Острова объяты тьмой (СИ) - Лангрейн Тори. Страница 46

Но зато теперь Аня решила рассмотреть карту созвездий до конца, как раз примеряясь к тому кусочку прямо над кроватью Тимура, который ускользнул от её внимания прошлый раз. Приподнявшись на локте, она вытянула правую руку и пальцем стала помогать себе, поводя из стороны в сторону, точно повторяя контуры на потолке.

До боли знакомые контуры, стоит отметить.

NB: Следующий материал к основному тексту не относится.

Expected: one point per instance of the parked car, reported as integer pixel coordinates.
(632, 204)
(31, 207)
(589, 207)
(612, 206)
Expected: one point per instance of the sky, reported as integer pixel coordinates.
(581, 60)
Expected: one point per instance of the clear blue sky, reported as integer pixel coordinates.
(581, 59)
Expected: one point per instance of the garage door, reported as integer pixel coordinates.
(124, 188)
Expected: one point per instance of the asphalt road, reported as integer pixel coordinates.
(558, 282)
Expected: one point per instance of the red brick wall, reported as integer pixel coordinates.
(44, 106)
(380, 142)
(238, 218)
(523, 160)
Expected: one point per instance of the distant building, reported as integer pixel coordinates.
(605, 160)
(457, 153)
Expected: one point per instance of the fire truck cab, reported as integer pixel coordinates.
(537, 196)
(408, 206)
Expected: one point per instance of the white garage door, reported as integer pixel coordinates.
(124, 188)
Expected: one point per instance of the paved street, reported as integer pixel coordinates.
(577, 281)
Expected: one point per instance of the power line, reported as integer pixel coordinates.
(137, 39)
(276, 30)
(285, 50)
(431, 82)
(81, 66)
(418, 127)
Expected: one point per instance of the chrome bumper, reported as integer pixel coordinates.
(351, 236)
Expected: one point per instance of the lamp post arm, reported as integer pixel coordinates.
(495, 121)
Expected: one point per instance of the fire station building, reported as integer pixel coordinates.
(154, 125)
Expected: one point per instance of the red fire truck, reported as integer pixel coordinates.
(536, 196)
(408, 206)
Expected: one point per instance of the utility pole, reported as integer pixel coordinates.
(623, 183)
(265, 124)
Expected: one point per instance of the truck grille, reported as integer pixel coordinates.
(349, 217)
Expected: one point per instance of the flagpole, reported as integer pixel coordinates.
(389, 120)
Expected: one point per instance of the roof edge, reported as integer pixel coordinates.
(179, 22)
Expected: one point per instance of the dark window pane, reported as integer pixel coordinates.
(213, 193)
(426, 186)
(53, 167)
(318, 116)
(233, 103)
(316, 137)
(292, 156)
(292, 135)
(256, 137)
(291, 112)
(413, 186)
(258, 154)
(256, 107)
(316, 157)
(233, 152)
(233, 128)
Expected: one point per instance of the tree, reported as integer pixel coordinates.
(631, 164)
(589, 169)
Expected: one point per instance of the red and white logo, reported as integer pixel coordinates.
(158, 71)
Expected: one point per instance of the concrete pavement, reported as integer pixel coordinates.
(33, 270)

Вон та лампочка побольше, с опоясывающими кольцами камней из фосфоресцирующих точек — это станция Стракат; а вон те пять центральных и, должно быть, в ночи загорающихся алым — красные карлики Аниса. Относительно небольшие и не столь горячие, но собранные в центре галактики, чтобы на манер земного солнца греть теплом ряд других, более пригодных к жизни планет.

Как-то на третьем курсе (ей как раз стукнуло двадцать лет) Аня подалась в писательство. Поэтом она была давно, со своими трепетными, юными, но по-особенному теплыми стихами, а вот более фундаментальная проза так-то легко в руки не давалась. Это и не огорчало, Аня писала больше для души, чем действительно хотела зарабатывать чем-то подобным на жизнь, но с легкого пинка Тимура, первым прочитавшего её тогдашнюю повесть, решила подать заявку на участие в конкурсе романтической фантастики.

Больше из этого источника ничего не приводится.